In order to develop a correct proof, it’s oftentimes helpful to develop scratch work from what we want, transform it into what we have, and approach the problem from a different angle. If the proof is actually bogus, this will not work at all.

  1. \(0 \geq 0\)
  2. \(0 / 0 \geq 0 / 0\) (To reverse multiplying by 0, divide by 0)
  3. \(4 \geq 5\)

Here, it becomes clear that we’ve done some total nonsense and divided by 0 to get our result. Our scratch work is not reversible, so our backwards proof was completely bogus and we can’t save any of it.

Now that we know about backwards reasoning, try applying it to the following example.

Prove that if positive integer \(x\) is greater than or equal to 5, then \(x^2 - 2x + 1 \geq 16\)

We could start from \(x \geq 5\), and attempt to deduce the goal, but it’s hard to see what operations to perform from this position. Instead, on a piece of scratch paper, it could be helpful to start from our goal.

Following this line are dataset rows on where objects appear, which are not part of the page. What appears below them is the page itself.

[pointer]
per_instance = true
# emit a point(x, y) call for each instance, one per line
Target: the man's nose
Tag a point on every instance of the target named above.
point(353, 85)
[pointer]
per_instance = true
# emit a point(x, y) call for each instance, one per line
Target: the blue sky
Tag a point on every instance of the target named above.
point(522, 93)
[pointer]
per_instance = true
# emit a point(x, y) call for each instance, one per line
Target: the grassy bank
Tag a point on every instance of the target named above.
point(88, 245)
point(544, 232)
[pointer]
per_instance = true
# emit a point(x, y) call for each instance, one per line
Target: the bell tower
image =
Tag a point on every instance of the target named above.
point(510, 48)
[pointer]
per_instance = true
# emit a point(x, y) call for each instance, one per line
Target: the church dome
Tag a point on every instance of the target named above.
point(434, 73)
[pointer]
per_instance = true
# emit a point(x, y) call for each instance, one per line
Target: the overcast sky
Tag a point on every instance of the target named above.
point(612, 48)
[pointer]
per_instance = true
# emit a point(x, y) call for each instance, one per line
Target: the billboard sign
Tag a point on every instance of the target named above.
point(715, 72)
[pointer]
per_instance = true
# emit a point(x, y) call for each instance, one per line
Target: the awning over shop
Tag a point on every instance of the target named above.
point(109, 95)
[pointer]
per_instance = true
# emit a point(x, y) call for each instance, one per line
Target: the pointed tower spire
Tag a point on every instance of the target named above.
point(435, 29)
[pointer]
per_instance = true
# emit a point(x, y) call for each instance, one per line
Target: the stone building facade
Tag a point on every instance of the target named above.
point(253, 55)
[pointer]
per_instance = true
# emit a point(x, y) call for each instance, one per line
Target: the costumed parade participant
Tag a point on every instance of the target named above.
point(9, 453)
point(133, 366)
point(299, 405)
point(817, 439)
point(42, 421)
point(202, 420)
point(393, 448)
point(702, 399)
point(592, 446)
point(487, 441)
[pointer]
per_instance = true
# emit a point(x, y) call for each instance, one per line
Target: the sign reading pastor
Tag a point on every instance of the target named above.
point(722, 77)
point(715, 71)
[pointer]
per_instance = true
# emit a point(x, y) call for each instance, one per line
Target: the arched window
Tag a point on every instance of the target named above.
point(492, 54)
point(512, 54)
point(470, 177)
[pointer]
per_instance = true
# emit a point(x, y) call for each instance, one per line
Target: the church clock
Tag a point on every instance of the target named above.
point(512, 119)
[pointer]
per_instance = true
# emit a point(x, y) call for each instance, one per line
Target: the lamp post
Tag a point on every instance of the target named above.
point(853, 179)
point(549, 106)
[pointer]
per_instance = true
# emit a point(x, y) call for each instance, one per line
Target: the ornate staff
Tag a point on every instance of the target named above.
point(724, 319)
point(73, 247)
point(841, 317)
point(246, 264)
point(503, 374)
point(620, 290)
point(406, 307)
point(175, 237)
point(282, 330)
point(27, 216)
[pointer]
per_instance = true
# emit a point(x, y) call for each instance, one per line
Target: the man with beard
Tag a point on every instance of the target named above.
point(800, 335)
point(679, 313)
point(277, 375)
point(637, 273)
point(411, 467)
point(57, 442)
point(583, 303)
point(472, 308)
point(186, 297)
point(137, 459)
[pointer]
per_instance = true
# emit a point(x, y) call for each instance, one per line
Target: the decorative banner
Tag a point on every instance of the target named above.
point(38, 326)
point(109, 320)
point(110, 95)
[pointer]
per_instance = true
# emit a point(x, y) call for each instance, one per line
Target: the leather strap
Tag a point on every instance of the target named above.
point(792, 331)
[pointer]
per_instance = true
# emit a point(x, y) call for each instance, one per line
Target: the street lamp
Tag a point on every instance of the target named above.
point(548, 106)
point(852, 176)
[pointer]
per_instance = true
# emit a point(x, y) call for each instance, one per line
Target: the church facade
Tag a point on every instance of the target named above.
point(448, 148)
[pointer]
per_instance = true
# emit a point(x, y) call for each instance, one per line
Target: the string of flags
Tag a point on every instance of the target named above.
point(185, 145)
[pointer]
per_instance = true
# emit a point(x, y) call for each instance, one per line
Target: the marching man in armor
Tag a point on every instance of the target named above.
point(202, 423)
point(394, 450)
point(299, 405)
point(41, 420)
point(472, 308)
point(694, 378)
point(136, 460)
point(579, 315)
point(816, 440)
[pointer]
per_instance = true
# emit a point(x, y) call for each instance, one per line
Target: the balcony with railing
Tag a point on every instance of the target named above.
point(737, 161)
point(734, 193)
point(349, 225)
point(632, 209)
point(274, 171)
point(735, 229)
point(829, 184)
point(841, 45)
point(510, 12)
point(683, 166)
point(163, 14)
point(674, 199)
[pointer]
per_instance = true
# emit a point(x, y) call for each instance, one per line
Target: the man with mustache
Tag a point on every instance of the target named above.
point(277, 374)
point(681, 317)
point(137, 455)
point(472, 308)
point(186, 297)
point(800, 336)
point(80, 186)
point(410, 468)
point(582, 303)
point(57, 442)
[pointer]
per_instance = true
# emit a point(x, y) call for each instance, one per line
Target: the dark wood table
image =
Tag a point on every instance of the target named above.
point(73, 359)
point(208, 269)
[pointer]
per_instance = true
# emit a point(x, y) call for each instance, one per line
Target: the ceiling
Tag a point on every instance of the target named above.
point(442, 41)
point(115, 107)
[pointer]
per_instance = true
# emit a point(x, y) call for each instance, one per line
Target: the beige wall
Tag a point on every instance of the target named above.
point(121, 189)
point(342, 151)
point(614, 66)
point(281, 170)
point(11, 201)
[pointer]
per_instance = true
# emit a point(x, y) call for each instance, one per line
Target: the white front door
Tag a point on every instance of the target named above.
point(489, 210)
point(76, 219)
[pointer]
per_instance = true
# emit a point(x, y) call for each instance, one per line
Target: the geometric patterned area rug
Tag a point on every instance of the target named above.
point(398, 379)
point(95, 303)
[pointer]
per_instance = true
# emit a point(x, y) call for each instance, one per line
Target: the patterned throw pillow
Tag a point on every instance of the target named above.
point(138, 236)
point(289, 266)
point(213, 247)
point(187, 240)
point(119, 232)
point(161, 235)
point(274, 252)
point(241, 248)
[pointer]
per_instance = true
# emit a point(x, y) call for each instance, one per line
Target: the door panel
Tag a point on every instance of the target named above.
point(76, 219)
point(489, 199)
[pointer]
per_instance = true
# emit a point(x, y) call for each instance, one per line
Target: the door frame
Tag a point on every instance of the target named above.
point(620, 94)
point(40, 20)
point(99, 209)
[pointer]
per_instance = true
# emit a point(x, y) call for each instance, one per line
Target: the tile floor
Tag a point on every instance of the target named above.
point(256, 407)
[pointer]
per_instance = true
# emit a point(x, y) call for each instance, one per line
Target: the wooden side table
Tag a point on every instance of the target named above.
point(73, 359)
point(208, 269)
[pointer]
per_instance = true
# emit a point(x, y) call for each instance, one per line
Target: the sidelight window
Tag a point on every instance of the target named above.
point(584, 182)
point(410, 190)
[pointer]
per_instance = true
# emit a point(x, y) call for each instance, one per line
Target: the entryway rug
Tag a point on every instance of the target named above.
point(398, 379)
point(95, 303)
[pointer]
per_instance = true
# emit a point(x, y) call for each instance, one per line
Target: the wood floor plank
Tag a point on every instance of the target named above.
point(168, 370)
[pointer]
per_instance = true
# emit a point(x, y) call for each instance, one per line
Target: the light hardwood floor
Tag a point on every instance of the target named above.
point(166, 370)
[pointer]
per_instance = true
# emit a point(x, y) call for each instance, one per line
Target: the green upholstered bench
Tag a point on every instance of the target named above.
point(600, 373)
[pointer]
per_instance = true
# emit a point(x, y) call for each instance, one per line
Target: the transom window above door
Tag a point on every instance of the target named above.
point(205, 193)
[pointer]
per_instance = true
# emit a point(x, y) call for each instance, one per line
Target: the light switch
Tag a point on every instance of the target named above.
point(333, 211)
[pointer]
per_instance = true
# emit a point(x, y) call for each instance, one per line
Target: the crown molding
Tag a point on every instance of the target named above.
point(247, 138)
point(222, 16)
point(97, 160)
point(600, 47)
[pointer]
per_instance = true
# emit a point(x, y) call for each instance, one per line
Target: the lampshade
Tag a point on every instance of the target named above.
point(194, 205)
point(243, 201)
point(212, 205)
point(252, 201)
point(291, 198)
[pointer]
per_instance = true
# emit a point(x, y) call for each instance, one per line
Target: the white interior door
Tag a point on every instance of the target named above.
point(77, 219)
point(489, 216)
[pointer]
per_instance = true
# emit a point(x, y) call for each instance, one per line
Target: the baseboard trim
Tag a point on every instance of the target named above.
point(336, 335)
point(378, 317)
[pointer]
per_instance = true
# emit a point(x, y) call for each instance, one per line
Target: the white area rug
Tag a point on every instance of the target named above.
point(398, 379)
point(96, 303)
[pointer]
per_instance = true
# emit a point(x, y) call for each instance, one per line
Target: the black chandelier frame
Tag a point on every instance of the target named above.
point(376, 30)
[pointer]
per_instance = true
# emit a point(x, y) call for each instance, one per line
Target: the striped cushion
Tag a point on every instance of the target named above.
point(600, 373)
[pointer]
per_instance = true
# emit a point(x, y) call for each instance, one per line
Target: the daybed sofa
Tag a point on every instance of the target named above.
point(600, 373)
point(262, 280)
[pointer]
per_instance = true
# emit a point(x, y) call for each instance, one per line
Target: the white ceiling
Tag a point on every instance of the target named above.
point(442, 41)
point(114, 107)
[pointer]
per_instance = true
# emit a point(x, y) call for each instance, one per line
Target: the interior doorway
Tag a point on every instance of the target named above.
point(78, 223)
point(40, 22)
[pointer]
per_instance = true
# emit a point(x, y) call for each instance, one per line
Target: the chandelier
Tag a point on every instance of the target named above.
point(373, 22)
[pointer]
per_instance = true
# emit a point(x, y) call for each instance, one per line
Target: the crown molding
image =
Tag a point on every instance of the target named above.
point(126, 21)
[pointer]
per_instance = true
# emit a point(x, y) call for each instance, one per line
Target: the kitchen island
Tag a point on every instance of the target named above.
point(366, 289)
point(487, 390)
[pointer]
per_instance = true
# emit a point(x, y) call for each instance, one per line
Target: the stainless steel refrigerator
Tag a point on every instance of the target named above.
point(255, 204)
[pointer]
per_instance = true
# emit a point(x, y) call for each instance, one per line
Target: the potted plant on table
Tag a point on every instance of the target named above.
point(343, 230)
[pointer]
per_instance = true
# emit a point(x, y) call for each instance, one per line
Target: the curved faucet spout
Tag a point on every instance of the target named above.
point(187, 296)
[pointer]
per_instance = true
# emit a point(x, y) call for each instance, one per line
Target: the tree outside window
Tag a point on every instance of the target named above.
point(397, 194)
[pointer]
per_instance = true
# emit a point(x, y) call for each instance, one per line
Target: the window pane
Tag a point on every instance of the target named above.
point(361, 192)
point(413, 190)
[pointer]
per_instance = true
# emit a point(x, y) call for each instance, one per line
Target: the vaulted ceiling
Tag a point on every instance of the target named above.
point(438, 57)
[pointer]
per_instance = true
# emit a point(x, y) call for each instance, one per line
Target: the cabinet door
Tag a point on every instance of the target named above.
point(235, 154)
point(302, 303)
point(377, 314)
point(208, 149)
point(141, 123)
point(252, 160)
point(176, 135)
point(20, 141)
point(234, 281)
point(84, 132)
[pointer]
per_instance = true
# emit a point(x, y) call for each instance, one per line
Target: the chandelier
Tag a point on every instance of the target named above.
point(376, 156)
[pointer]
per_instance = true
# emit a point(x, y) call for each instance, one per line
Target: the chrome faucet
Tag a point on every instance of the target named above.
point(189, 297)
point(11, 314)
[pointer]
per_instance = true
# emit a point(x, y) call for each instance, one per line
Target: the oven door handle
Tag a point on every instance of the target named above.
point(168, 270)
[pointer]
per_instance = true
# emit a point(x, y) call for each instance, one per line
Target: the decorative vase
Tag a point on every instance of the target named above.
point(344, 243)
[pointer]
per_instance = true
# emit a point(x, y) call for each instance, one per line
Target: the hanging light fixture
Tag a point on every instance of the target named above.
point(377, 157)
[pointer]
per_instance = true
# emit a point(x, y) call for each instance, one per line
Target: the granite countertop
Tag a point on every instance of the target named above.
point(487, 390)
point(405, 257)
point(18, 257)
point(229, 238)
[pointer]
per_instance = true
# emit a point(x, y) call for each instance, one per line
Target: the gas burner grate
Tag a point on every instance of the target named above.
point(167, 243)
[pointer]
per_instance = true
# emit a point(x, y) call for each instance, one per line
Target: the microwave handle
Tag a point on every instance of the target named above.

  1. \(x^2 - 2x + 1 \geq 16\)
  2. \((x - 1)^2 \geq 16\) (Factoring)
  3. \(x - 1 \geq 4\) (Square root both sides)
  4. \(x \geq 5\) (Add one to both sides)
We are not done at this point! This uses backwards reasoning.

While this is not a valid proof, this scratch work has some good ideas that provide insight into what we might need to do. Assuming that nothing has gone wrong, let’s reverse the steps:

  1. \(x \geq 5\)
  2. \(x - 1 \geq 4\) (Reverse add: Subtract one from both sides)
  3. \((x - 1)^2 \geq 16\) (Reverse square root: Square both sides)
  4. \(x^2 - 2x + 1 \geq 16\) (Reverse factoring: Multiply out the left hand side)

After confirming that each step is valid, this is a sufficient proof for the statement since it starts from what we know and ends in what we wished to show.